2、完整的冲突解决机制,不仅包括冲突前的资源分配机制,还包括冲突后的解决方法。标准定义的冲突的解决方法是截短的二进制指数后退算法,通过扩大重传后退时间窗(或称:退避时间窗)的大小,降低冲突发生。由于二进制指数后退算法的后退窗口会随着冲突次数的增加而迅速增大,在申请带宽SS数量较小时,会造成部分竞争时隙浪费。已有的改进算法大多是动态更新后退时间窗口方式,如乘法增加线性减少算法(MILD),快速冲突解决算法(FCR)等。因为不同业务流的容许延迟不同,而且多次冲突的SS应授予较高竞争优先级,以满足公平性要求。因此本文提出一种融合优先级和公平性的更新后退时间窗的冲突解决算法。该算法提出SS根据冲突次数和申请带宽相应连接的优先级,采用模糊控制方式定义下一周期带宽申请的后退时间窗的大小和起始窗口值,以提高优先级较高业务的服务质量,并保证子站申请带宽的公平性。仿真结果表明算法对系统性能有一定提高。

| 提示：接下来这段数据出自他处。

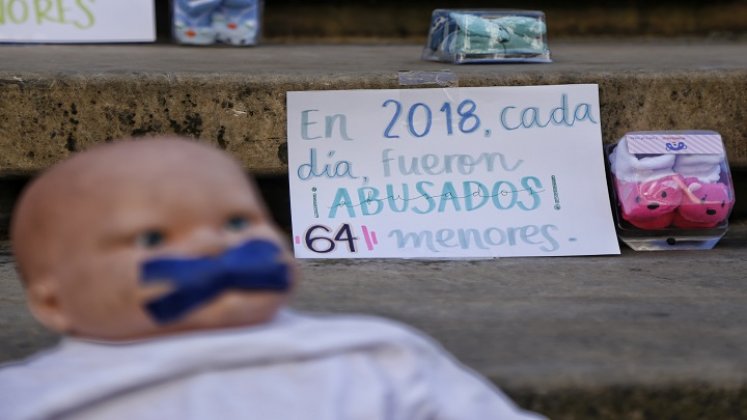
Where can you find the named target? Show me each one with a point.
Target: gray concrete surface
(55, 100)
(641, 335)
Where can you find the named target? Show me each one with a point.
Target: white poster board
(69, 21)
(448, 173)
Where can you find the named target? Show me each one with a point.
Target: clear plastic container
(671, 189)
(207, 22)
(487, 36)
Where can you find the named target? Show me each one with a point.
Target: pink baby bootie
(648, 190)
(707, 201)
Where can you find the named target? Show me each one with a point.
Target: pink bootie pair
(659, 191)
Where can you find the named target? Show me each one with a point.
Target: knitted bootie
(704, 205)
(236, 22)
(648, 190)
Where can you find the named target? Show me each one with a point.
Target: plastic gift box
(670, 189)
(207, 22)
(487, 36)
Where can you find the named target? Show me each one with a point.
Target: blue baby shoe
(193, 21)
(237, 22)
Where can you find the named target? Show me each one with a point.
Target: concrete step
(394, 21)
(55, 100)
(640, 336)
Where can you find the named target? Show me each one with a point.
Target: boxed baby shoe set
(670, 189)
(487, 36)
(207, 22)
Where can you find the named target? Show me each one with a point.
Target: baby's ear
(42, 295)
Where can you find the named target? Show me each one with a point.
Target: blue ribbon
(676, 146)
(254, 265)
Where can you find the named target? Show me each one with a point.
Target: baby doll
(160, 265)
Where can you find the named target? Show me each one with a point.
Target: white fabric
(707, 168)
(628, 167)
(296, 367)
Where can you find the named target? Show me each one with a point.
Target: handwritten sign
(444, 173)
(61, 21)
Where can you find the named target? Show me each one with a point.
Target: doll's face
(112, 210)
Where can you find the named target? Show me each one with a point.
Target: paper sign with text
(69, 21)
(448, 173)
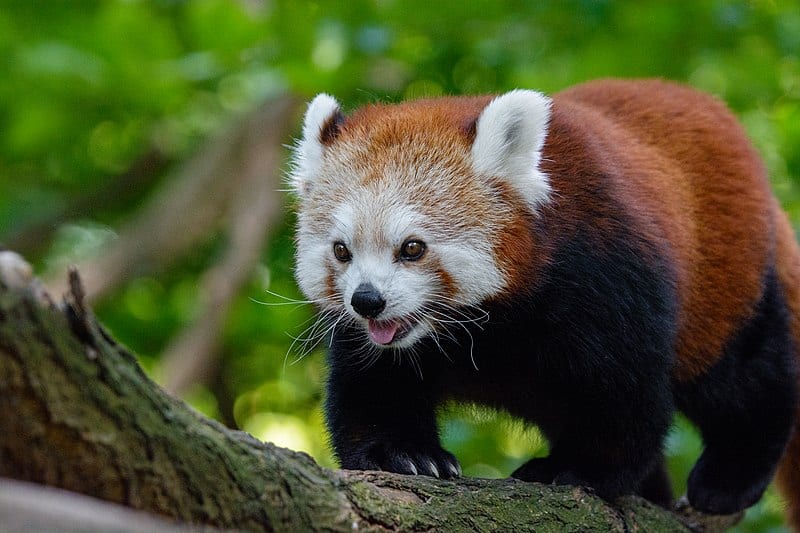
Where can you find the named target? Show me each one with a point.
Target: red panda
(590, 263)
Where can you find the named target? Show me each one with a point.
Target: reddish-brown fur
(704, 201)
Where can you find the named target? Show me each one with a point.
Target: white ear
(510, 134)
(307, 154)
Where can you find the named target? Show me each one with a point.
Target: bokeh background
(126, 128)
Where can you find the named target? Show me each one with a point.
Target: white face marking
(373, 222)
(443, 195)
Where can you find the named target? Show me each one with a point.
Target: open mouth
(386, 332)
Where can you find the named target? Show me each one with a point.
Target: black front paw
(717, 487)
(403, 459)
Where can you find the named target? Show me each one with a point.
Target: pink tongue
(382, 332)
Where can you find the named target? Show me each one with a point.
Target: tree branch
(87, 419)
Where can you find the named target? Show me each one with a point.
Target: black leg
(745, 408)
(657, 486)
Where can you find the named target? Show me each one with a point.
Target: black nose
(367, 301)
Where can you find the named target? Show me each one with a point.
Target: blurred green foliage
(88, 88)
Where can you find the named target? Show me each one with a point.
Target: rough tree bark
(77, 412)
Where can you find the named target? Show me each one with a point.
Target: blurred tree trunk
(78, 413)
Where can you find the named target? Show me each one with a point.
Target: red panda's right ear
(320, 127)
(509, 137)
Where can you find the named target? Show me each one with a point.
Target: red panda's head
(411, 214)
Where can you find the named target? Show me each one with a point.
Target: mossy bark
(78, 413)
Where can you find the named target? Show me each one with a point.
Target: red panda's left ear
(320, 126)
(510, 134)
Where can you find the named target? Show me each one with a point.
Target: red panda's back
(684, 165)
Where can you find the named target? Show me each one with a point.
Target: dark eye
(341, 252)
(412, 250)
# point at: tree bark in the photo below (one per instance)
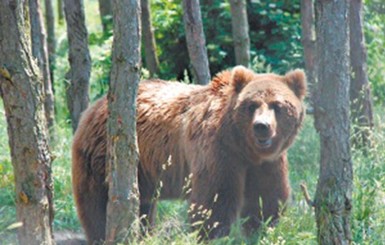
(308, 41)
(360, 94)
(39, 51)
(79, 59)
(51, 40)
(333, 201)
(21, 88)
(151, 58)
(60, 11)
(195, 39)
(122, 153)
(240, 28)
(105, 10)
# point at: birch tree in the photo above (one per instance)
(195, 39)
(360, 94)
(122, 153)
(79, 59)
(40, 52)
(22, 89)
(333, 200)
(240, 29)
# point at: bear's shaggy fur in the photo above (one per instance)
(228, 139)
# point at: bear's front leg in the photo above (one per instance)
(266, 190)
(215, 201)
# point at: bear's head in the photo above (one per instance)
(268, 109)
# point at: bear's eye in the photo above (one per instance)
(252, 107)
(277, 108)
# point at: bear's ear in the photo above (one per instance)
(296, 80)
(240, 76)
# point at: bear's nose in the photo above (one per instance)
(262, 128)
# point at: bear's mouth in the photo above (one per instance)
(264, 143)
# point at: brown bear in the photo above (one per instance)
(227, 139)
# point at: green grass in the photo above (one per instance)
(297, 226)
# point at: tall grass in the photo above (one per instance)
(296, 226)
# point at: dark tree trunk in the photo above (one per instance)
(151, 58)
(39, 51)
(51, 40)
(122, 153)
(360, 95)
(79, 58)
(240, 28)
(105, 10)
(21, 88)
(333, 201)
(60, 11)
(195, 39)
(308, 41)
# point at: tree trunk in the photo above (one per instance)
(60, 11)
(333, 201)
(122, 153)
(51, 40)
(79, 59)
(39, 51)
(360, 95)
(151, 58)
(105, 10)
(21, 88)
(240, 28)
(308, 41)
(195, 39)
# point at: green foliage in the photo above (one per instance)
(274, 35)
(275, 30)
(375, 40)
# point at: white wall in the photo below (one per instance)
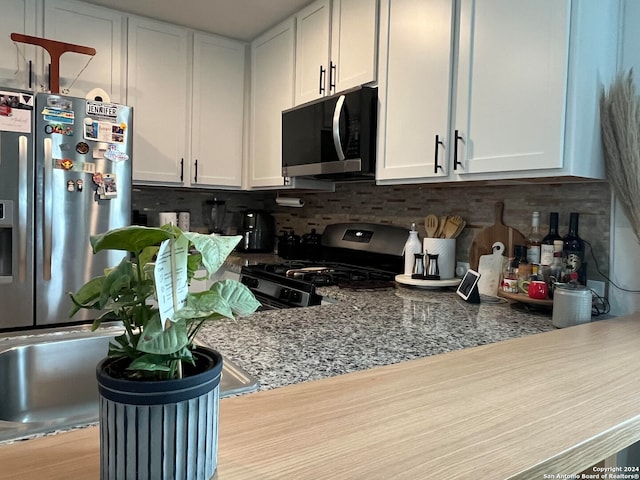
(625, 249)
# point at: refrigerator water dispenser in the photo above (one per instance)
(6, 234)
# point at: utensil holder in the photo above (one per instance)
(445, 248)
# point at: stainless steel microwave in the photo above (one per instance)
(332, 138)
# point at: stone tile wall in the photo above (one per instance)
(403, 204)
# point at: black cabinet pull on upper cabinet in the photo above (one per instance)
(455, 150)
(332, 77)
(435, 159)
(323, 72)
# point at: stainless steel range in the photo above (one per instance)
(351, 255)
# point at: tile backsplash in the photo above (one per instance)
(401, 205)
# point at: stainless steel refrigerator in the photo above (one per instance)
(65, 174)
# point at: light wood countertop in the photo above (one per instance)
(552, 403)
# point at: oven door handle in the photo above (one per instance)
(336, 127)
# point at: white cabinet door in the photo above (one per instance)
(511, 90)
(157, 90)
(414, 89)
(218, 109)
(90, 26)
(312, 51)
(354, 34)
(18, 16)
(272, 73)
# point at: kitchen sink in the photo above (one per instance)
(48, 382)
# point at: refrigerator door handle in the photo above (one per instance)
(47, 207)
(23, 203)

3、IEEE 802.16并未定义基站BS侧和子站SS侧的带宽许可机制(或称调度机制),以保证不同类型业务的服务质量,然而这些调度方式对网络性能有着重要影响。BS的调度要根据请求信息给SS分配带宽,应考虑不同SS的服务质量(QoS)需求和公平性问题;SS的调度要为不同业务流分配由BS授权的带宽。关于调度算法的研究较为充分,考虑到传输信道的信噪比直接影响SS物理层的调制方式和MAC层传输分组大小,本文提出一种跨层调度算法。该算法采用Nakagami缓慢变化的时变信道模型, BS根据信道信噪比(SNR)决定某一时刻允许接入带宽资源的总量,并为每个活跃的SS分配带宽;SS根据SNR决定自适应编码调制方式,并根据自身不同业务流的服务质量要求,二次分配BS为其分配的带宽。仿真结果表明,算法在时变信道,对不同业务流能满足服务质量的要求。
本文的创新点包括:
1、提出一种组播轮询机制中,针对网络中不活跃站点突发数据的概率估算方法。通过对网络流量特性分析,根据自相似性计算线性相关参数,根据不同业务流的流量特征确定非线性相关参数,采用线性半参数回归模型估算不活跃SS下一个传输周期的突发带宽申请概率。
2、提出一种在竞争的组播轮询机制中自适应的带宽分配算法。以不活跃站点的突发带宽请求概率为依据,把SS自适应分配到不同的分组,分组间采用虚拟令牌环技术轮询。该算法能有效减少竞争冲突发生,同时避免浪费大量空闲时隙。
3、提出一种融合优先级和公平性的更新后退时间窗的冲突解决算法。该算法提出SS根据冲突次数和申请带宽相应连接的优先级,采用模糊控制方式定义下一周期带宽申请的后退时间窗的大小和起始窗口值,提高优先级较高业务的服务质量,保证子站申请带宽的公平性。
4、提出一种BS和SS侧的跨层调度算法。采用Nakagami缓慢变化的时变信道模型,BS根据信道信噪比(SNR)允许接入带宽资源的总量;SS根据SNR决定自适应编码调制方式,并根据自身不同业务流的服务质量要求,二次分配BS为其分配的带宽。该算法能在时变信道满足不同业务流的服务质量要求。
The IEEE 802.16 BWA (Broadband Wireless Access) system has many advantages, such as easy installation and maintenance, inexpensive operation, connection-oriented service and quality of service guarantee. It is becoming the dominant network access technology in the future.In this thesis, analytic and researching contributions to bandwidth allocation, collision resolution, and bandwidth admission control are shown for the IEEE 802.16 BWA system.The details are as follows.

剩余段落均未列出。